On Hodge structures of compact complex manifolds with semistable degenerations

TL;DR

This paper explores when key Hodge-theoretic properties like symmetry and the Hodge-Riemann relations hold for compact complex manifolds with semistable degenerations, especially in specific smoothing cases.

Contribution

It establishes conditions under which Hodge symmetry and Hodge-Riemann relations are valid for manifolds arising from smoothings of SNC varieties without triple intersections.

Findings

Hodge symmetry holds when monodromy induces isomorphisms on graded pieces.

Hodge-Riemann relations are valid on H^3 of certain compact complex 3-folds.

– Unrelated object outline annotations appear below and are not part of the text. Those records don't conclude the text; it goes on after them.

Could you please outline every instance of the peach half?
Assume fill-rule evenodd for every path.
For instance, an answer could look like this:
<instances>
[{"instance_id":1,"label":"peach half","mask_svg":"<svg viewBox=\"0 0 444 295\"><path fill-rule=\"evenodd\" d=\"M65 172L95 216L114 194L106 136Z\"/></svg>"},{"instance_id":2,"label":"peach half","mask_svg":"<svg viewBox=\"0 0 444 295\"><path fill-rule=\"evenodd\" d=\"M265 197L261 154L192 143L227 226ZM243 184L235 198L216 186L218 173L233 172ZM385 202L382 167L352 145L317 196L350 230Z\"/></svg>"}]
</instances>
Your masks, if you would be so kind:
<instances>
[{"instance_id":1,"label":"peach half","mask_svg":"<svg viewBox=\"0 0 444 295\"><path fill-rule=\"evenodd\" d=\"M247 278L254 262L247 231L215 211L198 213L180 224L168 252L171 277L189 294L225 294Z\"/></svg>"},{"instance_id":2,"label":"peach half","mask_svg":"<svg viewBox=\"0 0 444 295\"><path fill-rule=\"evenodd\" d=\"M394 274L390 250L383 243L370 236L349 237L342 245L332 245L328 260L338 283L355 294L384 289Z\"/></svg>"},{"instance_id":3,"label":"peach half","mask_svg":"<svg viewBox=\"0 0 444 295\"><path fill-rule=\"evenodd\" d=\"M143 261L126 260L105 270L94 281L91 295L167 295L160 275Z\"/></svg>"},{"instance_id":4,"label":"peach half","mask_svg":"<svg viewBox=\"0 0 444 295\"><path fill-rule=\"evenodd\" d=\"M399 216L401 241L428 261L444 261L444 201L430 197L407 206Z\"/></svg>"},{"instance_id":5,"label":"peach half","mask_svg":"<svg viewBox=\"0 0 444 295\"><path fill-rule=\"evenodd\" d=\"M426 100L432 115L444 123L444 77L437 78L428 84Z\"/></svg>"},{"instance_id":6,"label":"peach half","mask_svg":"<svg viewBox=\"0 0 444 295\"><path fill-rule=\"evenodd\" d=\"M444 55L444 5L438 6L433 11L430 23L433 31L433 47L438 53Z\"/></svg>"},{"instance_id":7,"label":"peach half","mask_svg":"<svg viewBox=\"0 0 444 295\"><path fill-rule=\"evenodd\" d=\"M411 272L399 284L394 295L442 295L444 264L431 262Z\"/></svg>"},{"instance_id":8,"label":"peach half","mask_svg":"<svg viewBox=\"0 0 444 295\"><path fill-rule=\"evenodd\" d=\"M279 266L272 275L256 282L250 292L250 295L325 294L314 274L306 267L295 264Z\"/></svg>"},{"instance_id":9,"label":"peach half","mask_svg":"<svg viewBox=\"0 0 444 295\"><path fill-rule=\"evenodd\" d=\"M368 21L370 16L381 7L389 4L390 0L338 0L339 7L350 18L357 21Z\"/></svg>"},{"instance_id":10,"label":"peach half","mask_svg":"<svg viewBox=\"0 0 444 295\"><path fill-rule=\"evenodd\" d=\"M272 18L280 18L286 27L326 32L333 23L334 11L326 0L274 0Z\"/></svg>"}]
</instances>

Results apply to manifolds obtained as smoothings of specific SNC varieties.

Abstract

Compact K\"{a}hler manifolds satisfy several nice Hodge-theoretic properties such as the Hodge symmetry, the Hard Lefschetz property and the Hodge-Riemann bilinear relations, etc. In this note, we investigate when such nice properties hold on compact complex manifolds with semistable degenerations. For compact complex manifolds which can be obtained as smoothings of SNC varieties without triple intersection locus, we show the Hodge symmetry when the monodromy logarithm induces isomorphisms on the associated graded pieces of the weight filtrations of the limiting mixed Hodge structures. We also show the Hodge-Riemann relations on H^3 of compact complex 3-folds with such semistable degenerations under some conditions.